Stephen Burt of The New York Times Book Review has said, "Bruce Smith's new poems move fast and travel far ... Most books of new poems are either too long or leave readers wanting more. Devotions does neither; it is ample as well as ambitious, agile and unpredictable as well as viscerally affecting. For all that its born-to-run characters yearn for escape, it's a book to stay inside; it's exhausting to read, and yet it's a book to get lost in, one you won't exhaust any time soon."
Smith is the author of five previous volumes of poetry, including The Other Lover (2000), which was a finalist for both the National Book Award and the Pulitzer Prize.
A Discovery/The Nation Award winner, he has received a Guggenheim Fellowship as well as grants from the National Endowment for the Arts and the Massachusetts Foundation for the Arts. In 2010 he received an award in Literature from the American Academy of Arts and Letters.
His work has appeared in The Best American Poetry, 2003 and 2004, The New Yorker, The Nation, The New Republic, The Paris Review, The Partisan Review, Kenyon Review, Poetry, The American Poetry Review and the 2009 Pushcart Prize anthology, and were included in the Best of the Small Presses anthology for 2007, 2008, 2009, 2010. Essays and reviews of his have appeared in Harvard Review, Boston Review and Newsday.
Smith has been a co-editor of the Graham House Review and a contributing editor of Born Magazine.
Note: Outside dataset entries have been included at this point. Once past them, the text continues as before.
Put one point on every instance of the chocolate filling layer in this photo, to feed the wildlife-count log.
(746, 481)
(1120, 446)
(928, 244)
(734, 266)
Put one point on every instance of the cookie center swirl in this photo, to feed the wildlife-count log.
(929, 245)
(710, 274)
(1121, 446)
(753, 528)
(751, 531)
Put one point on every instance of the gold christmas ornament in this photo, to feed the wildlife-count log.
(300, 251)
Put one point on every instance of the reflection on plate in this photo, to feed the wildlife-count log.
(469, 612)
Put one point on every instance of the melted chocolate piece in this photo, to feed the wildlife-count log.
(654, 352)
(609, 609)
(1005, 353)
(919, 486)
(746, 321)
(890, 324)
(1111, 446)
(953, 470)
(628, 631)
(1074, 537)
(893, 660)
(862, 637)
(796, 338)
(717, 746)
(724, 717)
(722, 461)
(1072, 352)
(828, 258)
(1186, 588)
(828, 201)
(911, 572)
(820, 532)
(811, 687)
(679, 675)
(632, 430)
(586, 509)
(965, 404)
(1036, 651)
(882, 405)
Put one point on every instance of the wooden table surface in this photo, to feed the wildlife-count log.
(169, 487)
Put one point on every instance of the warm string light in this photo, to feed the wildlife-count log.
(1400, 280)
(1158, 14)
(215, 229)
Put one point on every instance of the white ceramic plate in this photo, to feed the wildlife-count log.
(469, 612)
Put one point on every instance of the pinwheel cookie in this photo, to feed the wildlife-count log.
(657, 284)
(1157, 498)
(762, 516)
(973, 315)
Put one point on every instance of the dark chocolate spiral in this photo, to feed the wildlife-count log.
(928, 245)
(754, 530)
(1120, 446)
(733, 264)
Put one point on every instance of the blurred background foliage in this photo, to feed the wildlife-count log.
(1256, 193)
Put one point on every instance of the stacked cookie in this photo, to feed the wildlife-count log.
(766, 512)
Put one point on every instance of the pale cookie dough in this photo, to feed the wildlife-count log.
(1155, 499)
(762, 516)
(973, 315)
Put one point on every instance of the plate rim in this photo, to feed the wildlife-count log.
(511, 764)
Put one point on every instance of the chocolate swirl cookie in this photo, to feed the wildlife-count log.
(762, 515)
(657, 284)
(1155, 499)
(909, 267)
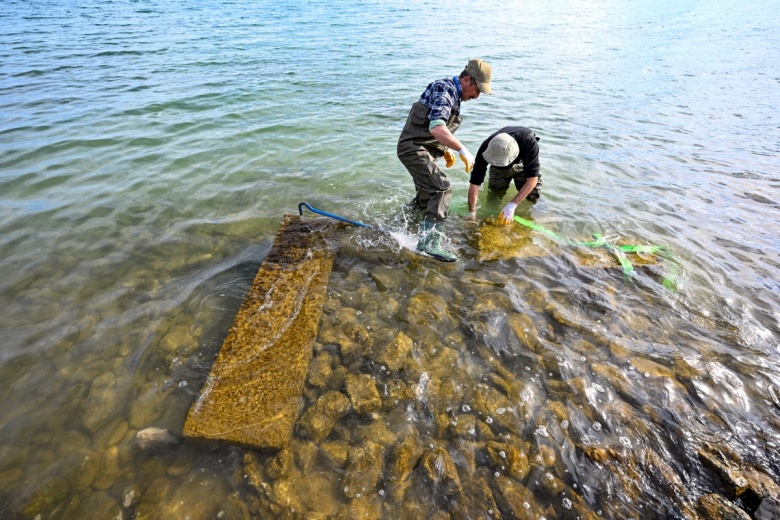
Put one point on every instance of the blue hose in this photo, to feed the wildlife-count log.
(331, 215)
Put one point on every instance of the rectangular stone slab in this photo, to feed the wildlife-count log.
(253, 394)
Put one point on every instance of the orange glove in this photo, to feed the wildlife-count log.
(467, 158)
(449, 158)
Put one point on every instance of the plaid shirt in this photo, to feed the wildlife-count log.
(443, 98)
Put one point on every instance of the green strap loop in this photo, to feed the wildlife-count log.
(618, 251)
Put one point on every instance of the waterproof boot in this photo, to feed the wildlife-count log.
(430, 242)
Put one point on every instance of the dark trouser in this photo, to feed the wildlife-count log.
(434, 192)
(499, 180)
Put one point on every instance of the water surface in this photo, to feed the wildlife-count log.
(148, 151)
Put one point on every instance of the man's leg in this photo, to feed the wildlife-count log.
(435, 193)
(498, 184)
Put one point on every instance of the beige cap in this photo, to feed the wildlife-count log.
(501, 150)
(480, 71)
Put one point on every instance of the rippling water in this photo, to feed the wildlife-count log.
(148, 151)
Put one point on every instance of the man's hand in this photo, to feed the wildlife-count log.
(467, 158)
(449, 158)
(507, 214)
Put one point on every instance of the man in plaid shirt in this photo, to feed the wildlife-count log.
(427, 136)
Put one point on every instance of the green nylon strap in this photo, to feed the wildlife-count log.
(618, 251)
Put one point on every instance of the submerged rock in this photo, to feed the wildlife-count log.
(153, 438)
(364, 469)
(440, 472)
(363, 393)
(394, 355)
(318, 420)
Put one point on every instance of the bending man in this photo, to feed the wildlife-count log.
(513, 155)
(428, 133)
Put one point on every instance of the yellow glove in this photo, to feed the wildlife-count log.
(507, 214)
(449, 158)
(467, 158)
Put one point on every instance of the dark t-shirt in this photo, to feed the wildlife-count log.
(528, 156)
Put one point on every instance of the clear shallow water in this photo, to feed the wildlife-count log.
(148, 151)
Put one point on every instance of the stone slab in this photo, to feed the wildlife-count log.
(253, 393)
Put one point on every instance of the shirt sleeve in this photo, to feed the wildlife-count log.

A professor of English at Syracuse University since 2002, he has taught at Tufts, Boston and Harvard universities, at Portland State and Lewis & Clark College, and at the University of Alabama.
Established in 1950, the National Book Award is an American literary prize given to writers by writers and administered by the National Book Foundation, a nonprofit organization. Winners will be announced in November.